While the analogy is seriously strained, I want a car and a government that is fully supported with knowledge of its functioning and has access to the resources that keep it working.  We humans are not able to fly in the political God to fix the natural wear and tear or the stupid mistreatment of our governing (although it seems some believe that is how it is to work). 
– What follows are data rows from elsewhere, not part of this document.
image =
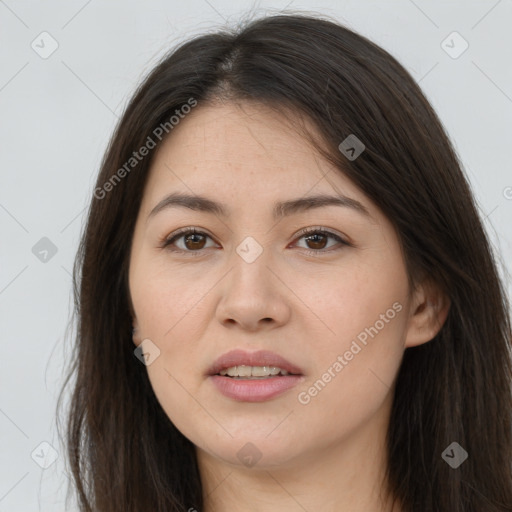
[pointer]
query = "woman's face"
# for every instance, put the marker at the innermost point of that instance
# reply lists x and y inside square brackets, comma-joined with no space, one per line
[339,314]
The last 50 years, government in this nation as been in a process of deterioration; I think it actually began in 1789 at the moment we had one of our own.  You know how you pick at a scab!  It’s like that.   As soon as the newness began to wear off, segments of our population began to pick at the structure of order looking for loose threads to pull, for chinks to look through and stick their fingers in to pry.  But the last 50 years have been speeding up with the technologies of communication and power: doubling everything, except our ability to deal with the doubling, every few years. 

As I look back to the analogy, it was the community knowledge of the old Chevy pickup that contributed to its functional reliability – not its individual capacity.  In fact, it broke often enough, but there was always a torque tube around and someone who could “slap it right on in.” 

We are missing that community knowledge, and there are even people who reject the whole idea of a politically aware community in favor of the ideological certainty of the Citroen (they are at present called Republicans and Democrats).  There is something desirable, in a stupid short-term sort of way, to those who define themselves as in charge, about keeping the people out of the deliberations that will ultimately control the major aspects of all our lives.  You know; it’s the best way to screw them over! 

I recommend, first driving an old Chevy straight six pickup (the 1954 three rear window model is especially sweet), and then talk politics, religion, economics, fear, future and certainty with all who will listen.